MENGAJUKAN DAN MENARIK KEMBALI PENGADUAN DALAM HAL KEJAHATAN-KEJAHATAN YANG HANYA DITUNTUT ATAS PENGADUAN



Pasal 72

(1) Selama orang yang terhadapnya dilakukan kejahatan boleh dituntut atas pengaduan, umurnya belum cukup enam belas tahun dan lagi belum dewasa, atau selama ia berada di bawah pengampuan yang disebabkan oleh hal lain daripada keborosan, maka wakilnya yang sah dalam perkara perdata yang berhak mengadu;

(2) Jika tidak ada wakil, atau wakil itu sendiri yang harus diadukan, maka penuntutan dilakukan atas pengaduan wali pengawas atau pengampu pengawas, atau majelis yang menjadi wali pengawas atau pengampu pengawas; juga mungkin atas pengaduan istrinya atau seorang keluarga sedarah dalam garis lurus, atau jika itu tidak ada, atas pengaduan seorang keluarga sedarah dalam garis menyimpang sampai derajat ketiga.

Pasal 73

Jika yang terkena kejahatan meninggal di dalam tenggang yang ditentukan dalam pasal berikut, maka tanpa memperpanjang tenggang itu, penuntutan dilakukan atas pengaduan orang tuanya, anaknya, atau suaminya (istrinya) yang masih hidup kecuali kalau ternyata bahwa yang meninggal tidak menghendaki penuntutan.

Pasal 74

(1) Pengaduan hanya boleh diajukan dalam waktu enam bulan sejak orang yang berhak mengadu mengetahui adanya kejahatan, jika bertempat tinggal di Indonesia, atau dalam waktu sembilan bulan jika bertempat tinggal di luar Indonesia.

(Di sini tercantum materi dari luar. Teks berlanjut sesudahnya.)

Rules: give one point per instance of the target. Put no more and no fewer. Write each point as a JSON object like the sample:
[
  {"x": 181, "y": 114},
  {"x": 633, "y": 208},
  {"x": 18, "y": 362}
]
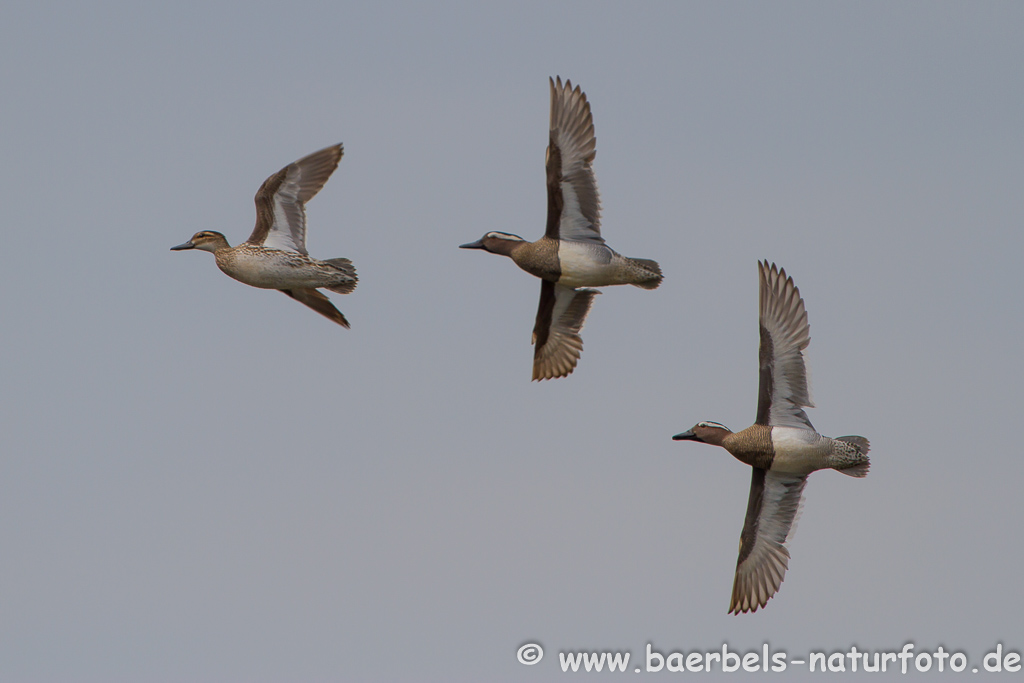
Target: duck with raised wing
[
  {"x": 781, "y": 445},
  {"x": 274, "y": 257},
  {"x": 571, "y": 254}
]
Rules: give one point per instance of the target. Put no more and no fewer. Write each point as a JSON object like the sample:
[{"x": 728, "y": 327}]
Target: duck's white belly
[
  {"x": 798, "y": 451},
  {"x": 273, "y": 270},
  {"x": 586, "y": 264}
]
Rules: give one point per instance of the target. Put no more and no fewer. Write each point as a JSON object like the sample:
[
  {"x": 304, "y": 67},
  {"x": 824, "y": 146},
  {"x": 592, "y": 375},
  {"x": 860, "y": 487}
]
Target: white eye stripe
[{"x": 504, "y": 236}]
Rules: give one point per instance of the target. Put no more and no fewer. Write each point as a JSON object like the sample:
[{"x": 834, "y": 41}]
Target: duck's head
[
  {"x": 496, "y": 243},
  {"x": 706, "y": 432},
  {"x": 206, "y": 241}
]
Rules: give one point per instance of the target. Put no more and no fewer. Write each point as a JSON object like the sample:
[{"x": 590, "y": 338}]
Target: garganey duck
[
  {"x": 571, "y": 254},
  {"x": 781, "y": 446},
  {"x": 274, "y": 257}
]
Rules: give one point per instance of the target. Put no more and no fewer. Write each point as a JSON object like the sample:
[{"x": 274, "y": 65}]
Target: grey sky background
[{"x": 204, "y": 481}]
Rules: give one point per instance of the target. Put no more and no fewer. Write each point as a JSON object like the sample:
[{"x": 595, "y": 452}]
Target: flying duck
[
  {"x": 781, "y": 446},
  {"x": 571, "y": 256},
  {"x": 274, "y": 257}
]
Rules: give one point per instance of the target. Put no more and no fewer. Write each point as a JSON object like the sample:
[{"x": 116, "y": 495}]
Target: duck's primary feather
[
  {"x": 573, "y": 204},
  {"x": 782, "y": 391},
  {"x": 281, "y": 214}
]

(2) Jika yang terkena kejahatan berhak mengadu pada saat tenggang tersebut dalam ayat 1 belum habis, maka setelah saat itu, pengaduan masih boleh diajukan hanya selama sisa yang masih kurang pada tenggang tersebut.

Pasal 75

Orang yang mengajukan pengaduan, berhak menarik kembali dalam waktu tiga bulan setelah pengaduan diajukan.